I know there is Tapatalk that you can use to get on RIU, but why not have it's own app? Y'all could name it Rollitapp


----------



## sunni (Sep 2, 2015)

We did it was poorly managed and caused more problems for many users 
Hopefully they get a reliable new one


----------



## TripleMindedGee5150 (Sep 2, 2015)

I actually paid a whole US dollar for that


----------



## Gary Goodson (Sep 2, 2015)

TripleMindedGee5150 said:


> I actually paid a whole US dollar for that


Your sig, is that why you haven't been around carnal?


----------



## TripleMindedGee5150 (Sep 2, 2015)

@garygoodson Lol naw. I got bored. I had to step back and find what I was really looking for. To much of one thing I guess? My EarthLink is up and running ...I can hear the Modem dialling now

I've altered my lifestyle a bit too. I still smoke everyday. That one thing to much of will never get old. But I just hibernated from social media a bit. After busting out all male plants except one midget . 

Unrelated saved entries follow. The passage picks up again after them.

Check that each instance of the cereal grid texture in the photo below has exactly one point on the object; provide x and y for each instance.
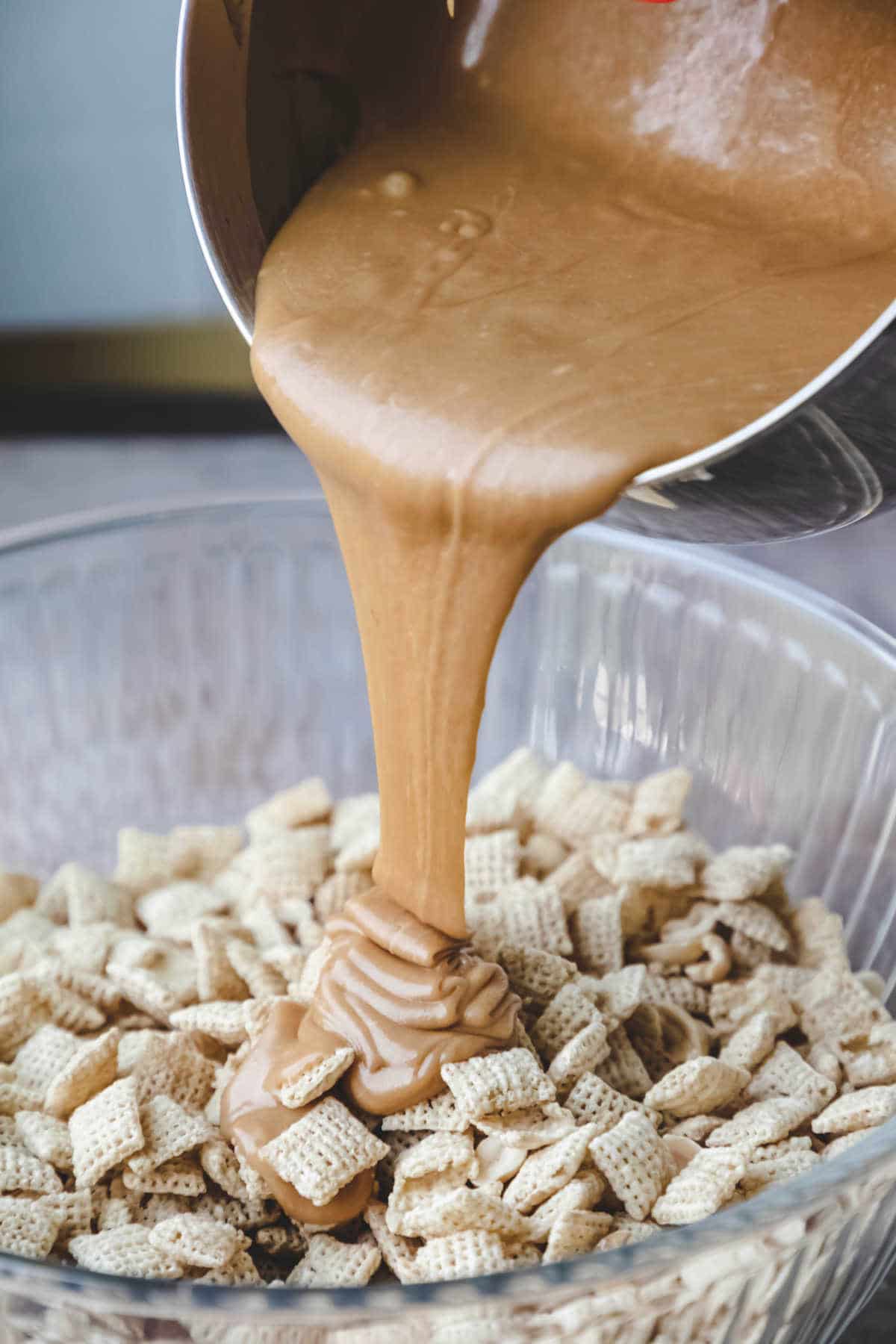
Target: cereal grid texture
(687, 1038)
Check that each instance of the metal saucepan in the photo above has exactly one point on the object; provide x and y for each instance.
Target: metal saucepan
(821, 460)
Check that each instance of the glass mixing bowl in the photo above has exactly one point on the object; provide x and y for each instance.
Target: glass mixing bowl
(179, 663)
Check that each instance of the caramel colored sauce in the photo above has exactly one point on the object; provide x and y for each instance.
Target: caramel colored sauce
(574, 241)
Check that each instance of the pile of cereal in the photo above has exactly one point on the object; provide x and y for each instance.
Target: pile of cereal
(687, 1038)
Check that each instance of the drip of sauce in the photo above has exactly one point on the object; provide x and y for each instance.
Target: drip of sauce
(408, 999)
(573, 242)
(252, 1116)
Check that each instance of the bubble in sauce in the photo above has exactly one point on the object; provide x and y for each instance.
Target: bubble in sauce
(467, 223)
(398, 184)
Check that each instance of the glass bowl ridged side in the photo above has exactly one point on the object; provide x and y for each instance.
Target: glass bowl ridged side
(180, 662)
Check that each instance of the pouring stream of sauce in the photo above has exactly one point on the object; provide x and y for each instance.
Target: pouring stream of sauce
(571, 242)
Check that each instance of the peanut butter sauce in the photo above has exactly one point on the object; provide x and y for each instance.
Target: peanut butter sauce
(571, 242)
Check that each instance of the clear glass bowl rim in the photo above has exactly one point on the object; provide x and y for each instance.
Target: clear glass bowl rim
(612, 1270)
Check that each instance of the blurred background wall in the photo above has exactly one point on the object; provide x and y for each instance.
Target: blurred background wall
(121, 378)
(101, 277)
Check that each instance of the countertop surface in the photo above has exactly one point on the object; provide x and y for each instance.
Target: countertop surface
(50, 476)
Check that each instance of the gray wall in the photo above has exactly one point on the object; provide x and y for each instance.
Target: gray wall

I go through those spurts. But I always looked at the "New posts" 

Working out again - I stop drinking beer like I used to too. Even listening to some damn meditation radio in between my IAMSU radio.


----------



## doctor.j (Oct 8, 2015)

Won't accept Google play credit, can't find on tapatalk, I just made a direct home page link to the site, looks pretty cool


----------



## sunni (Oct 8, 2015)

doctor.j said:


> Won't accept Google play credit, can't find on tapatalk, I just made a direct home page link to the site, looks pretty cool


Please read my responses
On the matter

Few posts up top which will explain why it won't accept google play credit


----------



## doctor.j (Oct 8, 2015)

Oh it's all good, I like my link, I heard before reading this thread that the app just blows, saved 2 bucks that I can use to cheat on games lol.


----------



## sunni (Oct 8, 2015)

doctor.j said:


> Oh it's all good, I like my link, I heard before reading this thread that the app just blows, saved 2 bucks that I can use to cheat on games lol.


It doesn't work anymore like it's not compatible with xenforo


----------